The United States, Mexico, and Canada are parties to the United States-Mexico-Canada Agreement (USMCA), which entered into force on July 1, 2020, replacing the North American Free Trade Agreement (NAFTA). Qualifying goods and services that had zero tariffs under NAFTA will remain at zero under USMCA. For additional information on tariffs, see the Trade Barriers section of this guide and/or visit the FTA Tariff Tool and the FTA Resources Toolbox on our FTA Help Center.
USMCA is a 21st century, high-standard trade agreement, supporting mutually beneficial trade resulting in freer markets, fairer trade, and more robust economic growth in North America. The Agreement modernizes and rebalances U.S. trade relations with Mexico and Canada and reduces incentives to outsource by providing strong labor and environmental protections, innovative rules of origin, and revised investment provisions. The Agreement includes important commitments on customs inspections, automation, and the treatment of low-value goods. Additionally, the USMCA establishes the strongest and most advanced provisions on intellectual property and digital trade ever included in a trade agreement, while also bringing labor and environment obligations into the core text of the agreement and making them fully enforceable.
For information on FTA partner countries, including how to take advantage of a FTA, please link to the FTA Help Center. For more information, please visit the Office of United States Trade Representative (USTR) website and the International Trade Administration’s USMCA landing page.

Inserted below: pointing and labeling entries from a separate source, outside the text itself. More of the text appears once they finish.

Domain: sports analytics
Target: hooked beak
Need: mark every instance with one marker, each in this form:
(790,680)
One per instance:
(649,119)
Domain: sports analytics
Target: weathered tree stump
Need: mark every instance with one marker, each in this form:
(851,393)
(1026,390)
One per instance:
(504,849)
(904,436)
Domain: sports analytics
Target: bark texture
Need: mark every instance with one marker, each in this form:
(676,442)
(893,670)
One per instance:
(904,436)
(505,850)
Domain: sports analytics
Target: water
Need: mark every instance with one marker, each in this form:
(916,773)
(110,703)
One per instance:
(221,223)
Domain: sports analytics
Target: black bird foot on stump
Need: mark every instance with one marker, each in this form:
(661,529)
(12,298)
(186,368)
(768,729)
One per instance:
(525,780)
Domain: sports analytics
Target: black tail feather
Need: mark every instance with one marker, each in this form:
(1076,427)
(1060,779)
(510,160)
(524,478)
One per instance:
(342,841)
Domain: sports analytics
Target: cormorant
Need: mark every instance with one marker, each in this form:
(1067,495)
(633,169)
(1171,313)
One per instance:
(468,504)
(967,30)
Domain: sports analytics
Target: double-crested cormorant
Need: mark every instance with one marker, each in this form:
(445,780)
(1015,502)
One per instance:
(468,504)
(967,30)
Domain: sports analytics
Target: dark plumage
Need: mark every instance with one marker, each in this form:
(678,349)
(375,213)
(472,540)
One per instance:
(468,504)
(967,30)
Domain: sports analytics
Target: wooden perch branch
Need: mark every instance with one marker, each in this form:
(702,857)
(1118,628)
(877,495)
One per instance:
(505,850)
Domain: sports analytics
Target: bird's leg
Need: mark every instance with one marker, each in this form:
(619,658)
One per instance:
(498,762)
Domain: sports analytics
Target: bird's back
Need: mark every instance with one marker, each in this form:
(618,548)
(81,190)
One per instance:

Mexico is a member of the World Trade Organization (WTO), the Asia-Pacific Economic Cooperation (APEC), the Group of 20 (G20), and the Organization for Economic Co-operation and Development (OECD). Mexico has 13 Free Trade Agreements (FTAs) with 50 countries —including USMCA and FTAs with the European Union, European Free Trade Area, Japan, Israel, 10 countries in Latin America, and the 11-country Comprehensive and Progressive Agreement for Trans-Pacific Partnership. Mexico is also a member of the Pacific Alliance, a trade bloc formed in 2011 by Mexico, Chile, Colombia, and Peru.